The History Dish: Coffee Pretzels

 coffee_pretzelA coffee-cookie-pretzel.

The History

This is the last recipe I’ll be featuring from The Practical Cookbook; it’s a for a German staple with a “twist”: coffee pretzels.

The origin of pretzels are shrouded in myth.  Scholars believe that they were first baked around 610 AD in a monastery in Northern Italy or Southern France.  Their creation may have been associated with Lent; at the very least, there has long been a Christian association with them.  The classic pretzel shape has been said to represent arms crossed in prayer and the Holy Trinity.

Pretzels have long been considered an inseparable companion to beer in German tradition.  Pretzel making in Germany was, historically, very regional, featuring a variety of flavors, textures, and shapes.  In Bavaria, starting in the mid-19th century, pretzels were dipped in a lye and water bath before baking, which gave them a deep brown color and distinctive taste.  These Bavarian-style pretzels are the ones we’re most familair with in the United States, known simply as “soft pretzels.”  Swabian pretzels have thin arms and a fat belly; pretzels from Fanconia could be flavored with anise; while pretzels from other areas could be sprinkled with caraway, sesame, or poppy seeds

I decided to try this particular pretzel recipe because, honestly, I’ve never seen anything like it before.

The Recipe

 

cofee_pretzels_recipe

 

Coffee Pretzels
adapted from From The Practical Cook Book by Henriette Davidis, 1897 (English Version)

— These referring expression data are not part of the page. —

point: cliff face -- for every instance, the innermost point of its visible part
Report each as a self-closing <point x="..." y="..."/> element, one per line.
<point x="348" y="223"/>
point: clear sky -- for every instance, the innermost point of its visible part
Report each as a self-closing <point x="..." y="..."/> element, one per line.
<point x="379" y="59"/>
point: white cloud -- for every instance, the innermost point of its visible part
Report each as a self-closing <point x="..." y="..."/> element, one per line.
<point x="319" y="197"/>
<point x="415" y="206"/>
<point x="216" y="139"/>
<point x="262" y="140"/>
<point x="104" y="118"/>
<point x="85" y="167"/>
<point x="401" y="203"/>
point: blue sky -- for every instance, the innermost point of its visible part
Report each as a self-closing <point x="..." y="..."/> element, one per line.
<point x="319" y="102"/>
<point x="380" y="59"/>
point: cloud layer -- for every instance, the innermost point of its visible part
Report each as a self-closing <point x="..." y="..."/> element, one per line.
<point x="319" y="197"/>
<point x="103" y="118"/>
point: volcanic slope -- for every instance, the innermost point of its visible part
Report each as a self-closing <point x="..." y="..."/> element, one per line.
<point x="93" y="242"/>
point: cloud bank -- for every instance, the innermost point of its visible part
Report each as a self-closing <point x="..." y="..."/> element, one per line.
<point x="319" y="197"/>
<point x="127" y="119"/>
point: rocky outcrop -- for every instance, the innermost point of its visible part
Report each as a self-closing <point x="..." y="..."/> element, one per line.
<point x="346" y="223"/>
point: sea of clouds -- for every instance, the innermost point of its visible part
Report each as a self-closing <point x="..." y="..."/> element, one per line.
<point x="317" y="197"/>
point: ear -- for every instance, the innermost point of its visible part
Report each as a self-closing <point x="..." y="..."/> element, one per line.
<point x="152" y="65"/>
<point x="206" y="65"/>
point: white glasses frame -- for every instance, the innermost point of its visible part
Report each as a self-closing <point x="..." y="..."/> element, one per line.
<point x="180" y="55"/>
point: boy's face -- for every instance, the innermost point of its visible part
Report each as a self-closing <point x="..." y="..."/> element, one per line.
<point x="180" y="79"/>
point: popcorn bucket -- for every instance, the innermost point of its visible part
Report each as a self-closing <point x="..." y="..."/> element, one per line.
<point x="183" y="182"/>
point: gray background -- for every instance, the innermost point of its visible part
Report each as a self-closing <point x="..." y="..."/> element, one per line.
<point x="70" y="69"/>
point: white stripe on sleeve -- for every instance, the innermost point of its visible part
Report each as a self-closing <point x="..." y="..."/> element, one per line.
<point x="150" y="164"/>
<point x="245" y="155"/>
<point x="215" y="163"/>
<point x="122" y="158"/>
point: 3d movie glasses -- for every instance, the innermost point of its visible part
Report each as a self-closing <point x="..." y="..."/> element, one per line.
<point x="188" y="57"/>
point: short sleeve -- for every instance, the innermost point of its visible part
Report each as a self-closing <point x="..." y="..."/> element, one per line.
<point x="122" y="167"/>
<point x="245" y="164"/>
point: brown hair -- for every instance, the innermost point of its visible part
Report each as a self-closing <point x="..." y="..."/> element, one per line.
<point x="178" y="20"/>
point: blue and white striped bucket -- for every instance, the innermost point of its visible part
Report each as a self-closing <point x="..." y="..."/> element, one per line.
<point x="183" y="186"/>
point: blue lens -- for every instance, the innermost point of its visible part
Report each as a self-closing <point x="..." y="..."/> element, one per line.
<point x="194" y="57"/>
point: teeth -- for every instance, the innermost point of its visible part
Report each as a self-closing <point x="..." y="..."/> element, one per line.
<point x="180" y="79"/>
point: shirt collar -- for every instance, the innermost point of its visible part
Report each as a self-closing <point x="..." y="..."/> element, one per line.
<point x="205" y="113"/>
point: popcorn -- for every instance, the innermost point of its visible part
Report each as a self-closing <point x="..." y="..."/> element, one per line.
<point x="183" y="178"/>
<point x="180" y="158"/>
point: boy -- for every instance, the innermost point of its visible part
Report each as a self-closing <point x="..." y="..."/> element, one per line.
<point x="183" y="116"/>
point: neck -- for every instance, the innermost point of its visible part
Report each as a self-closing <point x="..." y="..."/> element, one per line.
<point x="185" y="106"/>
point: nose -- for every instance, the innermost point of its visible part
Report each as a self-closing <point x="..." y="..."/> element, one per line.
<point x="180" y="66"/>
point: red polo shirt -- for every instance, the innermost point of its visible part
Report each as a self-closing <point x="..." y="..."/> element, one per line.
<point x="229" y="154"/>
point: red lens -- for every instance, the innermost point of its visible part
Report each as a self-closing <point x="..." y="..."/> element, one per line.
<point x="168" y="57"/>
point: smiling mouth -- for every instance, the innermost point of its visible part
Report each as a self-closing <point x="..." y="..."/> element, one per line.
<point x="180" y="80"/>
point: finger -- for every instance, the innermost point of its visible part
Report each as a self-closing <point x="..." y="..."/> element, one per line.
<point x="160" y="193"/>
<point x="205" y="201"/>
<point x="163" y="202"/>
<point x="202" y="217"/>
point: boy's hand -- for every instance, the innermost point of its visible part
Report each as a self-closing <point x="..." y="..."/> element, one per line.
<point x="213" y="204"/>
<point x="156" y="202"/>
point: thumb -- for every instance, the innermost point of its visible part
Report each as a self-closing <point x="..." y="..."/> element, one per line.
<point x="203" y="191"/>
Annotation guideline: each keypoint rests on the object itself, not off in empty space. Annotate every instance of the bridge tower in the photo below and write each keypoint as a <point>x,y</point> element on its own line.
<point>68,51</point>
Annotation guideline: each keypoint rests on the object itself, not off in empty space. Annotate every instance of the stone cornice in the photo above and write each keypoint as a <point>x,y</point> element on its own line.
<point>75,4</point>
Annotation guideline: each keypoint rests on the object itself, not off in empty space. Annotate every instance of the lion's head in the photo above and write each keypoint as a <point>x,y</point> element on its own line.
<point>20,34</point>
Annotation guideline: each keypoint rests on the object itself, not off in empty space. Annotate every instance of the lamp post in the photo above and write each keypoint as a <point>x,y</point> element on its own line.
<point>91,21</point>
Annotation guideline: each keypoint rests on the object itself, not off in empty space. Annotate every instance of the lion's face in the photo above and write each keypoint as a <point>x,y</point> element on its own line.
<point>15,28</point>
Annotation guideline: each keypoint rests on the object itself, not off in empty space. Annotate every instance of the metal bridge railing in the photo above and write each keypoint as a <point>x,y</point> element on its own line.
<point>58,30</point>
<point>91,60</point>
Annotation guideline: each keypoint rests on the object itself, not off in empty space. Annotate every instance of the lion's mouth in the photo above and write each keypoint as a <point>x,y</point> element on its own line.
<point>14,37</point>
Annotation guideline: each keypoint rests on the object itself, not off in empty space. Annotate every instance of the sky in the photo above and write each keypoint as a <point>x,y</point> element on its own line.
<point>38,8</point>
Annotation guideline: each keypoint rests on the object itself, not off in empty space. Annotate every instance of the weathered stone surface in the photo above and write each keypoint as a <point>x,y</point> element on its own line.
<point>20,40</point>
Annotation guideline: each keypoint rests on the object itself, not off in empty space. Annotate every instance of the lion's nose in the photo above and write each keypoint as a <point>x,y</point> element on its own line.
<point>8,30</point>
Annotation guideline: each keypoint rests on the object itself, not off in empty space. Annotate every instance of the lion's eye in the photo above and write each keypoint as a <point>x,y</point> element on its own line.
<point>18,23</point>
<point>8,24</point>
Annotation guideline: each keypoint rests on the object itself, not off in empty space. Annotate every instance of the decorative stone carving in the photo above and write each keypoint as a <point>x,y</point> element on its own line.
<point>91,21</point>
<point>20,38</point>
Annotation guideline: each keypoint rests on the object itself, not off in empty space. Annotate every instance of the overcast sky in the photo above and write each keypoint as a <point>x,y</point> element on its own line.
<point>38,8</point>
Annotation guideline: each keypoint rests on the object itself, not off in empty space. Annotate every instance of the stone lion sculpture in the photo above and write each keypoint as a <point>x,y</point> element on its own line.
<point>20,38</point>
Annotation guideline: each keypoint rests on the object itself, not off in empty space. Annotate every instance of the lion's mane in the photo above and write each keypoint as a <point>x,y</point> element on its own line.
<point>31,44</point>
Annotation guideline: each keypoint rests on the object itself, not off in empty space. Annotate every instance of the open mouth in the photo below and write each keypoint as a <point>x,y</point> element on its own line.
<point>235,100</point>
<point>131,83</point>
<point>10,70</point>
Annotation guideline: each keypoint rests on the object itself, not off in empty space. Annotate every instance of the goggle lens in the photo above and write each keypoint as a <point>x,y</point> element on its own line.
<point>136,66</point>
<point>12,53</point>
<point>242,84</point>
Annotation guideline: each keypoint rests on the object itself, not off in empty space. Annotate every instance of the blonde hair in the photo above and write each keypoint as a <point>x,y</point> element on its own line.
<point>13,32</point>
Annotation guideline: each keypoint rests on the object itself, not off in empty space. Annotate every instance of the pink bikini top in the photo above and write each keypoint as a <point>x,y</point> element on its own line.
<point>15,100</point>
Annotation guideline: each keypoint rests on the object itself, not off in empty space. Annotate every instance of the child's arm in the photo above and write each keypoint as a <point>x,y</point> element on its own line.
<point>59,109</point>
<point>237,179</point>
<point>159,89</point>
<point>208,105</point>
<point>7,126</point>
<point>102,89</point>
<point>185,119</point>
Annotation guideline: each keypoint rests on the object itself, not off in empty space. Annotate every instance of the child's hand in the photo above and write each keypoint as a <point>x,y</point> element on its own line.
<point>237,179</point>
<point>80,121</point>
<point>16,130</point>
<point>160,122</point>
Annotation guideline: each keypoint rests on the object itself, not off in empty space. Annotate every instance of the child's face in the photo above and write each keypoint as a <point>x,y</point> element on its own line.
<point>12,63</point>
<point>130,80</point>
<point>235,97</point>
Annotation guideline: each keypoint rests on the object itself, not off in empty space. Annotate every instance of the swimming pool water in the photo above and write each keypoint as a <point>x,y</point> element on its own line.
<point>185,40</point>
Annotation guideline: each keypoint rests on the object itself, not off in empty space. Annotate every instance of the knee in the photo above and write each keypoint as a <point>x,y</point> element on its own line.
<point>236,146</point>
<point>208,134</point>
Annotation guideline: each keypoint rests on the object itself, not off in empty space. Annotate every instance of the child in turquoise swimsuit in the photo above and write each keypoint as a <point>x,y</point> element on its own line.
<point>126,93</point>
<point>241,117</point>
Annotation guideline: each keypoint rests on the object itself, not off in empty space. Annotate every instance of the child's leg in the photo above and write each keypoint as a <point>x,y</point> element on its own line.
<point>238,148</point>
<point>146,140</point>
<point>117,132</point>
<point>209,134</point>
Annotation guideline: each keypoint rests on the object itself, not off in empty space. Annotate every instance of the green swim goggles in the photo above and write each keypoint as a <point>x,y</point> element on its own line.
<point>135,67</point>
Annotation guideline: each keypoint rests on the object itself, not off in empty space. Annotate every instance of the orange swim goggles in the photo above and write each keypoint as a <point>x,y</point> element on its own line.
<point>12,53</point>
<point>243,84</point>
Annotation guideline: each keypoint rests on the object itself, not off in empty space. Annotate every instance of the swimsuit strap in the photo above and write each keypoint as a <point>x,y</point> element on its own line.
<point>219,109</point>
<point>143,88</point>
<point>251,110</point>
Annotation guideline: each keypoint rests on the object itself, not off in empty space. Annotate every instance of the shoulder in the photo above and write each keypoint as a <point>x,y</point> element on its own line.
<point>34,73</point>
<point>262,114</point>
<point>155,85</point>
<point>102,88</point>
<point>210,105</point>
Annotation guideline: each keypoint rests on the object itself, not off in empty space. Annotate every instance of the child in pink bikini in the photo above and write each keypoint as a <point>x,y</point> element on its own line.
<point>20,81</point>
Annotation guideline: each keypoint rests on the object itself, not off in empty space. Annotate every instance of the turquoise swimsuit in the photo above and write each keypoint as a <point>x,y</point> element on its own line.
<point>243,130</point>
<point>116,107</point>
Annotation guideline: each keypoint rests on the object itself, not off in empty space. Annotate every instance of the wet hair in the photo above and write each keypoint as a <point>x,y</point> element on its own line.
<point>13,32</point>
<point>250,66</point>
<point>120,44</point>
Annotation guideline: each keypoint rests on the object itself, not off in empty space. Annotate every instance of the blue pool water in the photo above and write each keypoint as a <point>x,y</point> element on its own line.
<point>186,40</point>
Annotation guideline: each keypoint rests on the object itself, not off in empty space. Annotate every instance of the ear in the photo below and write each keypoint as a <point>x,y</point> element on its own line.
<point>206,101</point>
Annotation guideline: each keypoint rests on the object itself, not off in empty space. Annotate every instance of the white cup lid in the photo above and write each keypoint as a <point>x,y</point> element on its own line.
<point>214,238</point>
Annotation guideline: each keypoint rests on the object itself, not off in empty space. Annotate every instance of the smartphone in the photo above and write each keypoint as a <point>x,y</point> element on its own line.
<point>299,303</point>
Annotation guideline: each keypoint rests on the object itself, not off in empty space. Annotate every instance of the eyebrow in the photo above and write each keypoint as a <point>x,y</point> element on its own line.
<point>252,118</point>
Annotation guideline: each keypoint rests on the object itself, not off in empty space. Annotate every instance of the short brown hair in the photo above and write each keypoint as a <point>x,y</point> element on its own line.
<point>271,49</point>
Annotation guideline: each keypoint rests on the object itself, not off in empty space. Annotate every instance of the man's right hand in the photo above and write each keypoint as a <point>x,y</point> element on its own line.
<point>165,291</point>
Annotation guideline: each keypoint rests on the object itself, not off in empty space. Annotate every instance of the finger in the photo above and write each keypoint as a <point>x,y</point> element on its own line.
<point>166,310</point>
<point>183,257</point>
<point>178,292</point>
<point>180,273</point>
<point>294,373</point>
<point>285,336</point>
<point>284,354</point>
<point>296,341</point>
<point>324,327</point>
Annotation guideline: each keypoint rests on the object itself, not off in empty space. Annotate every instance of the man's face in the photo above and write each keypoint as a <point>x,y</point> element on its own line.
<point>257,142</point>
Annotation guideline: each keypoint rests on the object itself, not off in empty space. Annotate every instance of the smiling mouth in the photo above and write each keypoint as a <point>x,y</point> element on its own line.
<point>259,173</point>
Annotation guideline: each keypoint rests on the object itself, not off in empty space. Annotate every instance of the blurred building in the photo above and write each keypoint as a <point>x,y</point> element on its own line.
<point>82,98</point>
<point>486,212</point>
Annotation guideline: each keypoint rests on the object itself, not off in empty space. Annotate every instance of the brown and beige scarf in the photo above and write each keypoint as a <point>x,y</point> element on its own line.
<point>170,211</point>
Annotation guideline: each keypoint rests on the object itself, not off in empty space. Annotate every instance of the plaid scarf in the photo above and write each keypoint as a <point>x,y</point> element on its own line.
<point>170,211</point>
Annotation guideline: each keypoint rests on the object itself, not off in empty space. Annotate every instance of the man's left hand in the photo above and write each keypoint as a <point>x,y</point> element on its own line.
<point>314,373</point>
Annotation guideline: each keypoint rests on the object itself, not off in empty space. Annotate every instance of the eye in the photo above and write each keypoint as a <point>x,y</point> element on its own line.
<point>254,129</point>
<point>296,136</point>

I busted out my kitchen scale for this one.

8 ounces flour
1 ounce finely ground coffee
Pinch salt
1 teaspoon baking powder
3 ounces unsalted butter, room temperature
5 ounces white sugar
Zest of one lemon
2 eggs
2 egg yolks and 2 egg whites, separated

In a medium bowl, whisk together flour, coffee, salt, and baking powder.  In the bowl of an electric mixer, beat together sugar, lemon zest, and butter until light and fluffy. Add eggs and egg yolks, one at a time, mixing after each addition.  With mixer on low, slowly add dry ingredients.  Scrape bowl and mix until evenly combined.

Flour a work surface (parchment, cutting board, non-stick mat).  Take dough about 1/2 cupful at a time, rolling it first in the flour, then gently rolling dough into long “snakes.”  Using fingers to apply pressure to dough, roll back and forth, and gently stretching it side to side.  When dough is about 1/2 in thick, cut into 4-5 inch length and fold into a traditional pretzel shape.  Place on a cookie sheet.

Wash pretzels with egg whites and sprinkle with sugar.  Bake at 375 degrees for 10 minutes. Remove from cookie sheet and cool on a wire rack.

The Results

These turned out more like a coffee shortbread than a pretzel.  However, I am a poor judge of their flavor, because I hate coffee.  Tomorrow, I’ll distribute to my coworkers, and we’ll see what the verdict is.

Update (1/29): The results are in! The texture of these little cookies was generally praised, as was the sprinkled-sugar topping.  But opinions on the flavors were extremely divided: either tasters loved the strong coffee flavor, especially for dipping IN their morning coffees; other thought it was the most terrible taste they’d ever had, like chewing on coffee grounds.